Idealne ciasto na niedzielę i każdy inny dzień. Kruche, lekkie, słodkie...czego chcieć więcej? Ciasto w zdrowej wersji każdemu poprawi humor i umili dzień. Moje dziecko prosiło o kilka dokładek, na początku słowami: "Mogę jeszcze mały kawałek?", a później - "Mogę jeszcze WIELKI kawałek?". Smakowało nie tylko jej, ale i każdemu w rodzinie. Obiecuję, że niewiele się przy nim napracujecie. Możecie je "doszlifować", dodając na wierzch owoce lub płatki migadałów bądź kokosa, by wyglądało bardziej efektownie. Co tu więcej pisać? Bierzcie się do roboty, bo jest pyszne!
Składniki:
spód:
100g mąki gryczanej,
100g mąki amarantusowej,
80g oleju kokosowego schłodzonego w lodówce,
2 łyżki zimnej wody,
szczypta soli himalajskiej.
warstwa owocowa:
1 laska rabarbaru,
5 śliwek (następnym razem podwoję ilość owoców).
ciasto:
200g mąki kokosowej,
130g oleju kokosowego,
1 "jajko" z siemienia lnianego (1 łyżka zmielonego siemienia plus 3 łyżki wody),
1/2 szklanki cukru kokosowego,
1/2 łyżeczki bezglutenowego proszku do pieczenia.
Wykonanie:
Mąkę gryczaną, amarantusową i sól mieszamy. Dodajemy posiekany olej kokosowy i uganiatamy ciasto. Następnie wlewamy wodę i wyrabiamy ciasto. Wylepiamy ciastem okrągłą formę. Wkładamy do piekarnika nagrzanego do 180 stopni i pieczemy 15 minut.
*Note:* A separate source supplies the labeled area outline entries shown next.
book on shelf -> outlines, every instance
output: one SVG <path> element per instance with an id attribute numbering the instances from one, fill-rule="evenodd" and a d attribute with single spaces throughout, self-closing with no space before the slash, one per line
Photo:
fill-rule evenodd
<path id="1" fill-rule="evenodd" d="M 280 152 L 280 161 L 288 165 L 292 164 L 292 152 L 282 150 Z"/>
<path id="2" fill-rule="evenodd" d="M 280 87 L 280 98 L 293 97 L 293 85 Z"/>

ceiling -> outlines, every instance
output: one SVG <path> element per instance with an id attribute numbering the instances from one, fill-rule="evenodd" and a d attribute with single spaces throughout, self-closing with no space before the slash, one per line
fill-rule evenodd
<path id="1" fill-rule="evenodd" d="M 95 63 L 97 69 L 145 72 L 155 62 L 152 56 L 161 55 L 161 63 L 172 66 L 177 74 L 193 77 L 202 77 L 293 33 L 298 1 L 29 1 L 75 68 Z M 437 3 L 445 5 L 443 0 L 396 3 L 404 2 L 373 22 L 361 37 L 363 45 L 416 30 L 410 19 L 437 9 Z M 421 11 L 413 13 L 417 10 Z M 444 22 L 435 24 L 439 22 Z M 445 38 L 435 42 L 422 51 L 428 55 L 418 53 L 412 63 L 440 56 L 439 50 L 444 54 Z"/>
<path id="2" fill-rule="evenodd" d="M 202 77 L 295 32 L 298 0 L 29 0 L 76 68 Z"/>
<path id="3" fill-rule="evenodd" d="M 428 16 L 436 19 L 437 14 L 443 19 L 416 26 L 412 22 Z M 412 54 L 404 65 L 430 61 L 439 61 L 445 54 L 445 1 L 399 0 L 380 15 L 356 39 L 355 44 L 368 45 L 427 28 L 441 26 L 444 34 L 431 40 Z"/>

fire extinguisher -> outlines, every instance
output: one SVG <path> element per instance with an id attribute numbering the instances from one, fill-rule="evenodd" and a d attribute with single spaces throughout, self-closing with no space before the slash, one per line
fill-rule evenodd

Owoce kroimy i wykładamy na podpieczony spód.
Zmielone siemie lniane zalewamy wodą i odstawiamy na 10 minut. Mąkę kokosową mieszamy z cukrem i proszkiem do pieczenia. Następnie dodajemy olej i "jajko". Mieszamy i wykładamy na owoce. Delikatnie ugniatamy. Wkładamy do piekarnika i pieczemy 35 minut w 180 stopniach. Smacznego!
U mnie wszytskie mąki są domowej roboty. Moczę nasiona przez noc, następnie suszę w dehydratorze, a na koniec mielę na mąkę.